MATERIALS AND METHODS

We chose the Rapacz pig model [15] to test the biological effect of the lunasin-enriched soy extract (LES) extract on obesity, cardiovascular disease risk and metabolic syndrome because their weight and liver function are closer to humans than any other animal models. Also, the pigs have mutations to their LDL receptor gene that predispose them to high cholesterol, obesity and increased risk for heart disease [15]. The 5 Rapacz pigs used for this study were approximately 1.5 years old and considered obese, weighing more than 20% from normal. The experiment was done with animal use permit at the Veterinary hospital at the University of Missouri, Columbia, MO.

In order to administer Reliv Now, the 18.3 gms powder was measured from a 29.6 cc scooper, mixed with 10 cc of water and formed into a dough ball that the pigs ate happily. The 500 mg dose of LES was selected based on previous study showing that 250 mg dose of LES was enough to reduce LDL cholesterol after 4 weeks in 1 -year old Rapacz pigs. We increased the dose to 500 mg to account for the increased weight of the pigs at the start of the study when they were 1.5 years of age. The 500 mg LES was put into two capsules of 250 mg each and was fed to the pigs by inserting them into a snack bar that the pigs like to eat.

To determine the bioavailability of lunasin after ingestion of 500 mg LES, we supplemented the diet of one pig with 500 mg LES and then blood draws were taken at 10 min, 30 min, 60 min and 24 hr after ingestion. The blood plasma was separated and the amount of lunasin was detected and quantitated by ELISA using a polyclonal lunasin antibody (Pacific BioLabs) and standard ELISA protocol. 

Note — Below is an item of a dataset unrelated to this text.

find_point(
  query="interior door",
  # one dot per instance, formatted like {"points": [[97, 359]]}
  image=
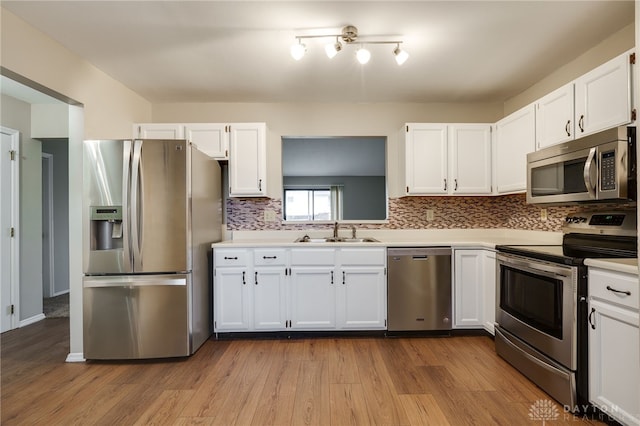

To test the effects of the lunasin-enriched soy extract (LES) in combination with Reliv Now, we fed five Rapacz pigs daily with at least one kg of standard casein diet (BV233) and supplemented with 18.3 gm of Reliv Now and 500 mg of LES . The pigs were maintained on a soy-free diet (BV233 pig chow) throughout the treatment. Pigs were fed their regular diet (BV233) once per day in the morning at approximately 9:00 AM. Later in the afternoon, at approximately 4:00 PM, the Reliv Now and LES treatments were administered. Weight and blood draws were taken at pre-treatment (0), at 4 weeks, 6 weeks and 8 weeks after treatment had begun. At the end of 8 weeks, there was an additional 4 weeks washout period without treatment and weight and blood draws were also taken at the end of washout period (12 weeks). Blood draws were taken after an overnight fast (approximately 15h). Blood samples were tested for lipid panel including plasma levels of free fatty acids (FFA) by the Analytical Laboratory at the Veterinary School of the University of Missouri. Blood samples were collected into monoject tubes with 15% EDTA, centrifuged for 20 min at 3300 rpm to separate the blood plasma, which were transferred to 1 ml cryogenic vials and stored at -70oC to test for leptin and adiponectin levels. Plasma levels of leptin and adiponectin were determined using porcine leptin and adiponectin ELISA kits obtained from USCN Life Sciences, Inc. (Houston, TX USA). Standard protocols from the manufacturer were followed, including the use of 3 replicate measurements for each data point, to detect and quantify the amounts of leptin and adiponectin in the plasma.

RESULTS

Before conducting the supplementation study, we first determined whether lunasin can be detected in the blood plasma of a Rapacz pig at different time points after ingesting a 500 mg dose of lunasin-enriched soy extract (LES). Figure 1 shows that lunasin can be detected from the blood plasma as early as 10 min after ingestion and increased significantly after 30 and 60 min before peaking at 24h after ingestion. The total amount of lunasin detected in blood plasma after 24h was approximately 0.11 mg (Fig.1), which indicates that lunasin becomes bioavailable after ingestion of 500 mg LES.